[Power9] Part-word VSX integer scalar loads/stores and sign extend instructions

This patch corresponds to review: https://reviews.llvm.org/D23155 This patch removes the VSHRC register class (based on D20310) and adds exploitation of the Power9 sub-word integer loads into VSX registers as well as vector sign extensions.

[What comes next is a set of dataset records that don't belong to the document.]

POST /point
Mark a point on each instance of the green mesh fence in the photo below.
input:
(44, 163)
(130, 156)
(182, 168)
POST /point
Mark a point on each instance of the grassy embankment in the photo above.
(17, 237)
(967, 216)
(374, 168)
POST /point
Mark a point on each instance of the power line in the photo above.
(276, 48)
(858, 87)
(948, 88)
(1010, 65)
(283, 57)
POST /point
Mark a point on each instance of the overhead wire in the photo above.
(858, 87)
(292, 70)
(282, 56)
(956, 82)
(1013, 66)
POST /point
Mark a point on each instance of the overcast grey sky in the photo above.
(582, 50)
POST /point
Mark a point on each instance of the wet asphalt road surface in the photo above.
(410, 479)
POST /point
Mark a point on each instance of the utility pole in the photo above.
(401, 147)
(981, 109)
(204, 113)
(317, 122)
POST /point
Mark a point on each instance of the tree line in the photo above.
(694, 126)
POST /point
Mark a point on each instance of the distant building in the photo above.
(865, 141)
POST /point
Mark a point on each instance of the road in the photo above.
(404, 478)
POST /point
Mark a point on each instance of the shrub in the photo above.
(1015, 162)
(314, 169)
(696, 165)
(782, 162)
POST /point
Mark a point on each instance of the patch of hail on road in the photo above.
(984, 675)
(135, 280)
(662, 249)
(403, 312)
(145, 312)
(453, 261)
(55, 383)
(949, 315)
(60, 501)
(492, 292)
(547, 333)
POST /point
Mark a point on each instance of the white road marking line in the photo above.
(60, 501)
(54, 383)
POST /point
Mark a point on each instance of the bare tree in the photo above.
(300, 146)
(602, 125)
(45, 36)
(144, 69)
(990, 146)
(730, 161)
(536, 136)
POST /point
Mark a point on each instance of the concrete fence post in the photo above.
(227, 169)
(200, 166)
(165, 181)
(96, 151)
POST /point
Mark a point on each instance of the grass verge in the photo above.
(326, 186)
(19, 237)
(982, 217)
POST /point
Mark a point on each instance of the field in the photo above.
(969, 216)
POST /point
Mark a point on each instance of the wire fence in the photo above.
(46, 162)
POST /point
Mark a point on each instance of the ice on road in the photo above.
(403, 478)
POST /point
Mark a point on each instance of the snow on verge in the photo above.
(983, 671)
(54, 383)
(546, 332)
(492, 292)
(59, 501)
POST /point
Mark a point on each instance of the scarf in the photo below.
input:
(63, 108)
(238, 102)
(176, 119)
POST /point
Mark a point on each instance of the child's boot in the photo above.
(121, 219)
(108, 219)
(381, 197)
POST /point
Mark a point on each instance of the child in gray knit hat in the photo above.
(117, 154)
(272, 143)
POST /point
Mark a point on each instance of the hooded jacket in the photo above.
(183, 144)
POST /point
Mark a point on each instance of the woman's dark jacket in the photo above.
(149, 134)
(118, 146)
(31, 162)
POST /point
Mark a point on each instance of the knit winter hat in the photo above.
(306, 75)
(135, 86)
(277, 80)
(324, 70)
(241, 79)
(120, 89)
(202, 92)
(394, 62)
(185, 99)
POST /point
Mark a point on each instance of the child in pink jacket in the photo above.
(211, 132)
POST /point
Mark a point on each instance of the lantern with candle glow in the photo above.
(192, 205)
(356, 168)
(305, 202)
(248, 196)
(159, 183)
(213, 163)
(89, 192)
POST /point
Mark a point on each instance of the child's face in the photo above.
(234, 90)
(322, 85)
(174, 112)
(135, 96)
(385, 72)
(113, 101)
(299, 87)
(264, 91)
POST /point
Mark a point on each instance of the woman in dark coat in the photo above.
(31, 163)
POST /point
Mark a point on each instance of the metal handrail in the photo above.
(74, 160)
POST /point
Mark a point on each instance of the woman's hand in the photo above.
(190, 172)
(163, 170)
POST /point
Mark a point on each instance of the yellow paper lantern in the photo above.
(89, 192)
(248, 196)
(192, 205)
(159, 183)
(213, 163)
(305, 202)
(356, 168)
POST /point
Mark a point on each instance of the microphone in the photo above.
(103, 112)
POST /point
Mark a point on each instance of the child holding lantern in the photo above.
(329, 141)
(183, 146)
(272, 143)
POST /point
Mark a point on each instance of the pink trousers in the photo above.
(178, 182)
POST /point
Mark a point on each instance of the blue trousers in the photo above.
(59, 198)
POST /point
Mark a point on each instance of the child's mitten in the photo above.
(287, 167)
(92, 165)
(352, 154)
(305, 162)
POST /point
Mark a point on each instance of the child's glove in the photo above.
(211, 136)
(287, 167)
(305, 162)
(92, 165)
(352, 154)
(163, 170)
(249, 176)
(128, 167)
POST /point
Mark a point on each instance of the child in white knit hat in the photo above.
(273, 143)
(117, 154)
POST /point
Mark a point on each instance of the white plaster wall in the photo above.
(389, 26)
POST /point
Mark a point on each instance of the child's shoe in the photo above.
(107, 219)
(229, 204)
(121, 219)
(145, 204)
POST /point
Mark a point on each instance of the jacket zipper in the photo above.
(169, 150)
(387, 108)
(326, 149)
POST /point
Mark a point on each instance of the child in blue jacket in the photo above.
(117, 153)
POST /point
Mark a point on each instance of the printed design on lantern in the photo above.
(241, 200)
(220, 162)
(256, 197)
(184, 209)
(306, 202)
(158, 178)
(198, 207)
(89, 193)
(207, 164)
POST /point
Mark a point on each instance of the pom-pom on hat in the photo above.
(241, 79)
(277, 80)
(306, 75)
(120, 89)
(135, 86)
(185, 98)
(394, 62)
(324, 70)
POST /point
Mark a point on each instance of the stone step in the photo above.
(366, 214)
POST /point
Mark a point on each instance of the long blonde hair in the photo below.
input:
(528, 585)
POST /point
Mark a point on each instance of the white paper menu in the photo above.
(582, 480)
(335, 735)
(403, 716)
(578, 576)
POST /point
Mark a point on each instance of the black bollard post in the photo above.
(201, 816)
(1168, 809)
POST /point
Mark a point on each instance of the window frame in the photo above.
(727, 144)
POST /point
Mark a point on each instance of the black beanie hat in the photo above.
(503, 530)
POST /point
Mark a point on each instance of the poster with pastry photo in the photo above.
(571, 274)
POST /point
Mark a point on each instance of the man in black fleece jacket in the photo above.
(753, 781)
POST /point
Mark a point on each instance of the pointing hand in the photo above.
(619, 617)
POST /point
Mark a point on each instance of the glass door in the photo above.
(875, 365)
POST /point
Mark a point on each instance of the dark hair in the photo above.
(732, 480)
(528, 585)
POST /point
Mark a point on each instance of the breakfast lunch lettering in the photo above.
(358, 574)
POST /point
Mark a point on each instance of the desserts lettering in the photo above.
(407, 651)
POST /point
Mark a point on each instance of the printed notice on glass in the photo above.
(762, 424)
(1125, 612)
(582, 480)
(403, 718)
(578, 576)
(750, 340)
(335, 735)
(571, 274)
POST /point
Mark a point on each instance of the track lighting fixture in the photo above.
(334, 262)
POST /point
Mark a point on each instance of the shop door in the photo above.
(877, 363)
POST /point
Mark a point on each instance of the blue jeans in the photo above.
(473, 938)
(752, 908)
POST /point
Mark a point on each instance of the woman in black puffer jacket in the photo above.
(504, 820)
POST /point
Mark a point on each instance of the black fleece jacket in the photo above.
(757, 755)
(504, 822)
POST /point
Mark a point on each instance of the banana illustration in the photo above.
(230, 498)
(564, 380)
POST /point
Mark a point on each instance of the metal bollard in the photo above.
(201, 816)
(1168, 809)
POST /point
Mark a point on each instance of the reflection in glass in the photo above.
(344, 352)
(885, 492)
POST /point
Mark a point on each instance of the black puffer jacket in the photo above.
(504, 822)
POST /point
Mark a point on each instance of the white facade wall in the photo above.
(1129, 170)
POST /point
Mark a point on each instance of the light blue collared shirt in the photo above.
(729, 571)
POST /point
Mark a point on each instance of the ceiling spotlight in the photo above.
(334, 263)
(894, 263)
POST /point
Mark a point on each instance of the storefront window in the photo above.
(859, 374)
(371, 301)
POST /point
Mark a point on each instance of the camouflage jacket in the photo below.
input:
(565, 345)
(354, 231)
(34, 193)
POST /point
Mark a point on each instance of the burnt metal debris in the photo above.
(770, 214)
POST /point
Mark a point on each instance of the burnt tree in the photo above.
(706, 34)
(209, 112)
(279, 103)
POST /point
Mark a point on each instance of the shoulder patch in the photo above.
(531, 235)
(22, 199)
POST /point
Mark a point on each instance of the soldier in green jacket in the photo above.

The new instructions are useful for a few purposes: Int to Fp conversions of 1 or 2-byte values loaded from memory Building vectors of 1 or 2-byte integers with values loaded from memory Storing individual 1 or 2-byte elements from integer vectors This patch implements all of those uses. llvm-svn: 283190
author: Nemanja Ivanovic <nemanja.i.ibm@gmail.com> 2016-10-04 06:59:23 +0000
committer: Nemanja Ivanovic <nemanja.i.ibm@gmail.com> 2016-10-04 06:59:23 +0000
commit: 11049f8f07330c30c689d54ed91d63909b360cf2 (patch)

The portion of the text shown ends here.